Tropes in this film:

  • Abusive Parents: Well, Lily's father isn't shown beating her, but apparently he's been pimping her out since she was a teenager, so he probably qualifies.
  • Bowdlerize: The original version of the film downplayed the Nihilistic philosophy and sexual content. It also changes the ending to Lily becoming more modest and giving up her old ways.
  • Bungled Suicide: Courtland tries to kill himself after Lily refuses to help him.
  • Calling the Old Man Out: See Freudian Excuse below
  • Deceased Parents Are the Best: Lily's mother is dead before the movie starts, while her father is killed by an exploding still.
  • Everybody Smokes: Well, it was the 1930s, what do you expect?
  • Freudian Excuse: "Yeah, I'm a tramp, and who's to blame! My father! Ever since I was 14, what's it been? Nothing but men! Dirty, rotten men! And you're lower than any of them!"
  • Grievous Bottley Harm: Lily smashes a bottle over a guy's head. It doesn't even knock him out. He just walks away, holding his head with one hand.
  • The Ingenue / The Vamp: A main part of Lily's method of seduction is alternating and blurring the lines between the two.
  • Jerk with a Heart of Gold: When Courtland is accused by the board of directors for mismanagement of funds, he needs his gifts and money he gave Lily back to pay for bail and legal defense.

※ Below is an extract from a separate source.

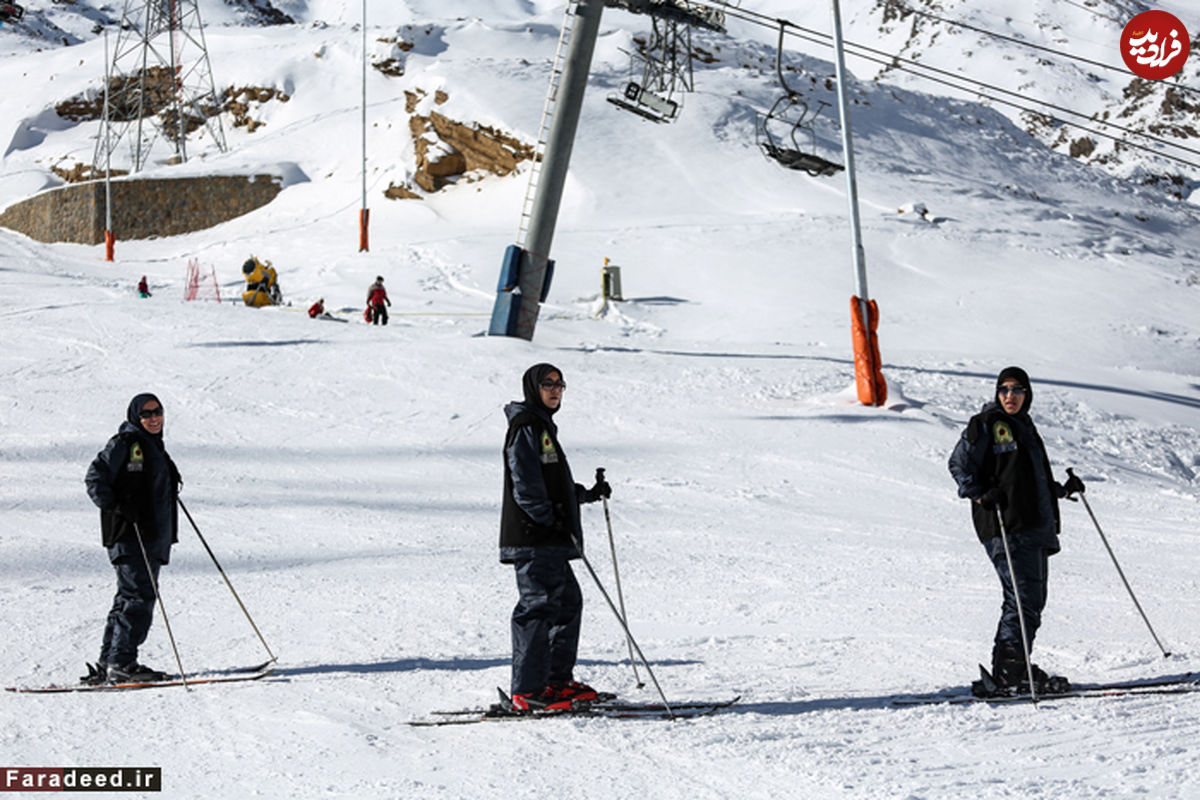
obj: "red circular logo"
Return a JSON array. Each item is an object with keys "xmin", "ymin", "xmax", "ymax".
[{"xmin": 1121, "ymin": 11, "xmax": 1192, "ymax": 80}]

At first she refuses because she only cares about having money and leaves for France. But she changes her mind and comes back.
  • Male Gaze: Early in the film the camera takes the POV of a would-be john and slowly pans up Lily's body, from her ankles to her face.
  • Murder the Hypotenuse: One of her former lovers finds out that she's now being kept by the bank president. So he bursts into her penthouse and kills the bank president and himself.
  • Office Lady: Lily, when she's not digging for gold.
  • Playing the Victim Card: Lily usually initiates the relationships with her bosses, and when caught will accuse them of Sexual Extortion and claim to be a victim of circumstance.
  • Sex Equals Love: Subverted. The men Lily seduces are always surprised to find that she doesn't buy into this worldview and therefore has no problem chucking them once they've outlived their usefulness.
  • Sexy Discretion Shot: When Lily seduces a man at the company, the camera cuts to the outside of the building and moves up to the next story's window, showing that she's literally working her way up the company by sleeping with them.
  • Sleazy Politician: One pays Lily's father to sleep with her. When she refuses, he threatens to shut down their speakeasy.
  • Sleeping Their Way to the Top: Lily does this literally (see Sexy Discretion Shot).
  • Straw Nihilist: Professor Cragg in the uncensored version, and Lily for majority of the movie.
  • Titled After the Song: The eponymous 1926 standard, an instrumental version of which is used as a theme.
  • Unwitting Instigator of Doom: Professor Cragg told Lily there was "a right way and a wrong way" after describing the type of power she has, but that was all he said and left Lily to draw her own conclusions. In the uncensored version, Cragg encourages Lily to exploit her powers over men to get what she wants.
  • Video Credits: At the beginning, introducing the main players. This was a standard feature of Warner Brothers' opening credits from about 1932-34.